All in all, a smooth and in many ways clever Obama performance that blandly glosses over the Administration’s appalling dithering of recent days and weeks, but merely kicks the policy can a little way down the road.
Before the speech was delivered, veteran speechwriter Peggy Noonan gave a brilliant and perceptive insight into what it was likely to contain:
So what will he say? Some guesses.
He will not really be trying to “convince the public.” He will be trying to move the needle a little, which will comfort those who want to say he retains a matchless ability to move the masses. It will make him feel better. And it will send the world the message: Hey, this isn’t a complete disaster. The U.S. president still has some juice, and that juice can still allow him to surprise you, so watch it.
He will attempt to be morally compelling and rhetorically memorable. He will probably, like Susan Rice yesterday, attempt to paint a graphic portrait of what chemical weapons do—the children in their shrouds, the suffering parents, what such deaths look like and are. This is not meaningless: the world must be reminded what weapons of mass destruction are, and what the indifference of the world foretells.
He will claim the moral high ground. He will temporarily reserve the use of force and welcome recent diplomatic efforts. He will suggest it was his threat of force that forced a possible diplomatic solution. His people will be all over the airwaves saying it was his deft leadership and steely-eyed threat to use force that allowed for a diplomatic break.
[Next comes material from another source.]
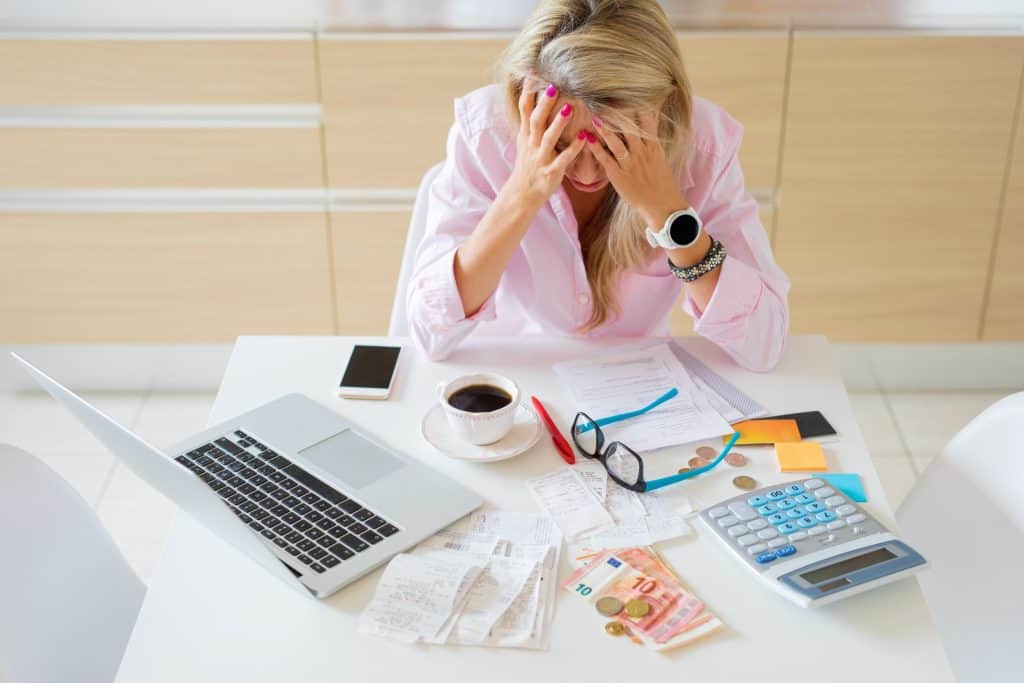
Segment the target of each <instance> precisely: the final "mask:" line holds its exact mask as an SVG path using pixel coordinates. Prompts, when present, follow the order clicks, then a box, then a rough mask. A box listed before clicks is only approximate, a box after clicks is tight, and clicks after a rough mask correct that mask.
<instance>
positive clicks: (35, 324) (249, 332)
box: [0, 213, 333, 344]
mask: <svg viewBox="0 0 1024 683" xmlns="http://www.w3.org/2000/svg"><path fill="white" fill-rule="evenodd" d="M326 236H327V231H326V218H325V216H324V215H323V214H299V213H292V214H257V213H252V214H173V213H166V214H56V213H54V214H0V246H2V247H0V319H2V321H3V325H2V335H0V336H2V339H0V343H5V344H29V343H33V344H35V343H63V342H76V343H88V342H125V343H136V342H138V343H141V342H145V343H148V342H160V343H178V342H227V341H231V340H233V339H234V338H236V337H237V336H238V335H244V334H299V335H301V334H308V335H321V334H331V333H332V329H333V326H332V311H331V298H330V276H329V270H328V256H327V239H326Z"/></svg>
The real purpose of the speech will be to lay the predicate for a retrospective judgment of journalists and, later, historians. He was the president who warned the world and almost went—but didn’t go—to war to make a point that needed making…
… Then get ready for the spin job of all spin jobs. It’s already begun: the White House is beginning to repeat that a diplomatic solution only came because the president threatened force. That is going to be followed by something that will grate on Republicans, conservatives, and foreign-policy journalists and professionals. But many Democrats will find it sweet, and some in the political press will go for it, if for no other reason than it’s a new story line.
It is that Syria was not a self-made mess, an example of historic incompetence. It was Obama’s Cuban Missile Crisis—high-stakes, eyeball-to-eyeball, with weapons of mass destruction and an implacable foe. The steady waiting it out, the inner anguish, the idea that crosses the Telex that seems to soften the situation. A cool, calibrated, chancy decision to go with the idea, to make a measured diplomatic concession. In the end it got us through the crisis.
Really, they’re going to say this. And only in part because this White House is full of people who know nothing—really nothing—about history. They’ve only seen movies…
Peggy got right most of this. Impressive. She’s right. This speech should manage to keep a lid on the issue until the next crisis blows up.
The truly ghastly aspect of the Syrian crisis is the possibility that the cynical immoral Russian position may turn out to be the best one available. What if the Assad regime is the best we can get in Syria without the whole country disintegrating?
Underlying the dismal Western policy uncertainty on Syria that we have seen in recent days is that lurking worry, or at least the thought that blowing up Assad assets may well make things worse rather than better. And that ‘better’ in Syria now may be neither identifiable or obtainable.